O abrasileiramento no cartório: quando estrangeiros traduziam seus nomes no Brasil
03/03/2026 15h30 – Atualizado há 6 horas

Durante décadas, o Brasil viveu um fenômeno curioso nos registros civis: o “abrasileiramento” de nomes estrangeiros.
Imigrantes que buscavam a naturalização brasileira podiam adaptar oficialmente seus nomes para versões em português, tornando-os mais alinhados à cultura e à língua do país.
Assim, Giuseppe virava José, Giovanni se tornava João e Heinrich passava a ser Henrique.
Esse processo marcou profundamente a história dos nomes no Brasil.
Por que o abrasileiramento de nomes acontecia?
O Brasil recebeu grandes ondas de imigração entre o fim do século XIX e meados do século XX.
Italianos, alemães, japoneses, espanhóis e portugueses chegaram em massa.
Ao solicitar a cidadania brasileira, muitos imigrantes optavam por traduzir ou adaptar seus nomes por diferentes motivos:
- Facilitar a pronúncia no cotidiano
- Reduzir preconceitos ou discriminação
- Integrar-se socialmente
- Simplificar documentos oficiais
O nome era um elemento central da identidade, mas também uma ponte para inclusão social.
Como funcionava o processo no cartório?
Durante o processo de naturalização, era possível solicitar a alteração do prenome para uma forma equivalente em português.

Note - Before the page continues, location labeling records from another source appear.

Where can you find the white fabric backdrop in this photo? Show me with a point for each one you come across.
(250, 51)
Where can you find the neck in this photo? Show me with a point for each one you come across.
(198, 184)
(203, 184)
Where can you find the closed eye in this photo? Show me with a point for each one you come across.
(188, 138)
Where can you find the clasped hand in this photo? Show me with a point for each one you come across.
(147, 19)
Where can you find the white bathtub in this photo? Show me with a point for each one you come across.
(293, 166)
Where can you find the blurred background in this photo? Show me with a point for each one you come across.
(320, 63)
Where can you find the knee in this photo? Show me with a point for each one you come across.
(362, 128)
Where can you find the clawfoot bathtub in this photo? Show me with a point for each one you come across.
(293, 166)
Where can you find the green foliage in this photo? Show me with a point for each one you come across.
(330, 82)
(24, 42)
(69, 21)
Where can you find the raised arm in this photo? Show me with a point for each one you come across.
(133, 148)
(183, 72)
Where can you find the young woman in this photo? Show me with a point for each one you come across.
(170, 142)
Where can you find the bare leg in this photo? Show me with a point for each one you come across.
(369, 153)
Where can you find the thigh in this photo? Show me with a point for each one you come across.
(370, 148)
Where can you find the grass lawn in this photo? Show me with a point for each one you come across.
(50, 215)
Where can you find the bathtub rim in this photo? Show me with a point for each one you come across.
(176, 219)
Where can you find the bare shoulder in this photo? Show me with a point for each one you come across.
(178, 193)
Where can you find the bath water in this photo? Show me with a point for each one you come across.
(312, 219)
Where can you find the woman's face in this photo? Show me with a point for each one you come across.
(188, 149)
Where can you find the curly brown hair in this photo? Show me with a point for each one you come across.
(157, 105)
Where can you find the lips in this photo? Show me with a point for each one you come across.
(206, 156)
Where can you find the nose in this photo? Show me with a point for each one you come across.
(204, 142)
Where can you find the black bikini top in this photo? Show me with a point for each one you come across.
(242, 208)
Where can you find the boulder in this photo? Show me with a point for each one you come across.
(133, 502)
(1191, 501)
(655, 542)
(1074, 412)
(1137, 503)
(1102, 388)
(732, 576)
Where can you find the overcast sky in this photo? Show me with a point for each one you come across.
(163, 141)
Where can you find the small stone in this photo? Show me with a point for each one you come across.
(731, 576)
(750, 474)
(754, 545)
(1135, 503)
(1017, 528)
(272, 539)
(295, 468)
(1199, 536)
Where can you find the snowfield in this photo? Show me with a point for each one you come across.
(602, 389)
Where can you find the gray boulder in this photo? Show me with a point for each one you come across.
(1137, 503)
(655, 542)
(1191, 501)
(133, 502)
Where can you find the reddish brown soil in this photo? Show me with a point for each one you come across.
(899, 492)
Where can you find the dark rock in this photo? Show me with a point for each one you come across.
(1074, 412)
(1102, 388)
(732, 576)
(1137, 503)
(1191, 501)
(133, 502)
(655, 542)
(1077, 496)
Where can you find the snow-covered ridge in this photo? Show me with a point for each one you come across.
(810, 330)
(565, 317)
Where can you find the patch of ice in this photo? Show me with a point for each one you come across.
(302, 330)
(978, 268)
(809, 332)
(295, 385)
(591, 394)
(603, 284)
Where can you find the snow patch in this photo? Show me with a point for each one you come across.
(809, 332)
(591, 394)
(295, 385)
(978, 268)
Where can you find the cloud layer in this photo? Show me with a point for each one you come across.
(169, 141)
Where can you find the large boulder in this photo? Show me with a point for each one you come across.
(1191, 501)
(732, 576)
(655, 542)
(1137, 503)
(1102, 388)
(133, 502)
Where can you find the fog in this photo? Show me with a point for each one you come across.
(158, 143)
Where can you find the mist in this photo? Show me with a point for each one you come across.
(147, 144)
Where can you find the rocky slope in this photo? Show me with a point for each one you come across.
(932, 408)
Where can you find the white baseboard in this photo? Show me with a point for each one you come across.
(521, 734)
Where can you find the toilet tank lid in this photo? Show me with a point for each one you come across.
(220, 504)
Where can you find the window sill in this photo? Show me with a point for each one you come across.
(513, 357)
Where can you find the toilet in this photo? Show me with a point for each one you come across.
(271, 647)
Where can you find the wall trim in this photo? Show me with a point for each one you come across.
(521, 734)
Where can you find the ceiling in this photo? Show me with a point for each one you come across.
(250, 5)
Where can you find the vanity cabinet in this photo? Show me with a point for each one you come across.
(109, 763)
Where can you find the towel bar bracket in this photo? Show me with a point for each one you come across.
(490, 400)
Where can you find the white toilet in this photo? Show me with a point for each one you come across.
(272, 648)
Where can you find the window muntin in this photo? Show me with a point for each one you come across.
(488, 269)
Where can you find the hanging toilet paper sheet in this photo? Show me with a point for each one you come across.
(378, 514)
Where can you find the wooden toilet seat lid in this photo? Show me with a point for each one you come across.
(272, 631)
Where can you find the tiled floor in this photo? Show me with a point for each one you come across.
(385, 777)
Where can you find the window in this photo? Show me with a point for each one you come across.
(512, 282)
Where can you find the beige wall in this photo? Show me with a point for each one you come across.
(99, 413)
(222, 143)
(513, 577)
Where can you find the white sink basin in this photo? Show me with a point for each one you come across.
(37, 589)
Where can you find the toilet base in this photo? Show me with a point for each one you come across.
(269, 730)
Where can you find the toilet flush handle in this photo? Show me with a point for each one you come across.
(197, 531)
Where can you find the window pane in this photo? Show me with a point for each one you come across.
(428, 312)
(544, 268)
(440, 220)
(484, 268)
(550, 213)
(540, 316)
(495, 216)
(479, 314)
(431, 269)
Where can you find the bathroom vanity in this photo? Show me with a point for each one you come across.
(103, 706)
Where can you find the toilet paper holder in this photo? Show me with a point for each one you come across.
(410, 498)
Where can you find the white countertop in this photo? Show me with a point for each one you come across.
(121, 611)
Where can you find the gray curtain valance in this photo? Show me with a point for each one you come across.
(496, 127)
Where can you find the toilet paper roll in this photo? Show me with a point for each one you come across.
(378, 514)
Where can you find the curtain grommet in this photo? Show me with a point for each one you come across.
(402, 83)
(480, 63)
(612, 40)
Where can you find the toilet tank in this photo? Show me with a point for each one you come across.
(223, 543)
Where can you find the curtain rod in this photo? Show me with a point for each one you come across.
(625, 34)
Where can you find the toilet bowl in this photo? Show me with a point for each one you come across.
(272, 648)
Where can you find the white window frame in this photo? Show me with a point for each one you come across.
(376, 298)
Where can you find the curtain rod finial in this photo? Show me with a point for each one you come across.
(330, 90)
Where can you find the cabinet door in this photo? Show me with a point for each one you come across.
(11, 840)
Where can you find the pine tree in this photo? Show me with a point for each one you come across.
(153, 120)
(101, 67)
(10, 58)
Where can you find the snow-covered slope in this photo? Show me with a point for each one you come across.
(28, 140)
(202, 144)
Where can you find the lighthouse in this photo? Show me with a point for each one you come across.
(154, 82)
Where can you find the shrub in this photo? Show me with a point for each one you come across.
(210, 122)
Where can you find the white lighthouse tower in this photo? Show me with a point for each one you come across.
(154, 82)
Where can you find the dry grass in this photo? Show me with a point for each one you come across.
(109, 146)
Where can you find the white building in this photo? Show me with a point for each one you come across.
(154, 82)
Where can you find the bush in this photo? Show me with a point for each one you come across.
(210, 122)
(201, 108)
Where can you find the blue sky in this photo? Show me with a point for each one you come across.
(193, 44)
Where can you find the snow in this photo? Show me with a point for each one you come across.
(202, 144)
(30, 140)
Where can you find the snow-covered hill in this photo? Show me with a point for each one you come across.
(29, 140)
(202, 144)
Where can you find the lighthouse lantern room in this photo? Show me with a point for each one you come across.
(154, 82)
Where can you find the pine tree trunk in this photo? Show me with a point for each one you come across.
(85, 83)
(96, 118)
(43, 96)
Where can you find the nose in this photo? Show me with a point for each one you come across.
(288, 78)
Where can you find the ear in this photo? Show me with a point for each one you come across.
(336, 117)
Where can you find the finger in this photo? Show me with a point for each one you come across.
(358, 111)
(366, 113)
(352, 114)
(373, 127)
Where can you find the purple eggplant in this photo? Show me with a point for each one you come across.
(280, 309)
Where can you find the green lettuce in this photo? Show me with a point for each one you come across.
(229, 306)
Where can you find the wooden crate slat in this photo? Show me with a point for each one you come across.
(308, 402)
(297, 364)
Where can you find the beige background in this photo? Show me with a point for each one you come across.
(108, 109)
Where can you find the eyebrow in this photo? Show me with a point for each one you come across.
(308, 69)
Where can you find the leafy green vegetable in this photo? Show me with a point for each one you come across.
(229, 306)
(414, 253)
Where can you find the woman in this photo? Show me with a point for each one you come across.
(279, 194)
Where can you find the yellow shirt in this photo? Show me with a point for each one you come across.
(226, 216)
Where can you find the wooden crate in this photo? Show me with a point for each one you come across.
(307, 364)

Não se tratava de criar um nome novo, mas de adaptar o original para uma versão culturalmente correspondente.
Exemplos comuns incluíam:
- Giuseppe → José
- Giovanni → João
- Luigi → Luís
- Heinrich → Henrique
- Pierre → Pedro
A alteração passava a constar oficialmente na certidão brasileira, enquanto o nome original ficava registrado nos documentos de origem.
A legislação permitia essa prática?
Sim.
A legislação brasileira sempre permitiu mudanças de nome em casos específicos, especialmente quando vinculadas à naturalização.
O objetivo era preservar direitos e evitar constrangimentos.
Com o tempo, as regras ficaram mais rígidas, exigindo justificativa fundamentada para alterações.
Hoje, a tradução automática do nome não é mais uma prática comum, e a preservação do nome original passou a ser valorizada como parte da identidade cultural.
O impacto do abrasileiramento nos sobrenomes
Embora o foco maior fosse no prenome, também ocorreram adaptações em sobrenomes.
Em alguns casos, grafias foram simplificadas para se adequar ao padrão ortográfico português.
Exemplo:
- Müller → Muller
- Schmidt → Schimitt ou Esmite (em casos mais antigos)
Essas mudanças nem sempre eram padronizadas, o que gerou variações familiares ao longo das gerações.
Identidade, integração e pertencimento
O abrasileiramento no cartório revela muito sobre o contexto histórico brasileiro.
Em um período em que a assimilação cultural era incentivada, adaptar o nome era visto como sinal de integração.
Hoje, a perspectiva mudou.
A diversidade cultural é valorizada, e manter o nome original passou a ser símbolo de orgulho e preservação das raízes.
O legado nos nomes brasileiros atuais
Muitas famílias brasileiras descendem de imigrantes que alteraram oficialmente seus nomes na naturalização.
Por isso, é comum encontrar brasileiros com nomes tipicamente portugueses, mesmo quando a origem familiar é italiana, alemã ou francesa.
O abrasileiramento moldou a paisagem onomástica do Brasil.
Ele mostra como os nomes não são apenas escolhas individuais, mas reflexos de momentos históricos, políticas migratórias e transformações sociais.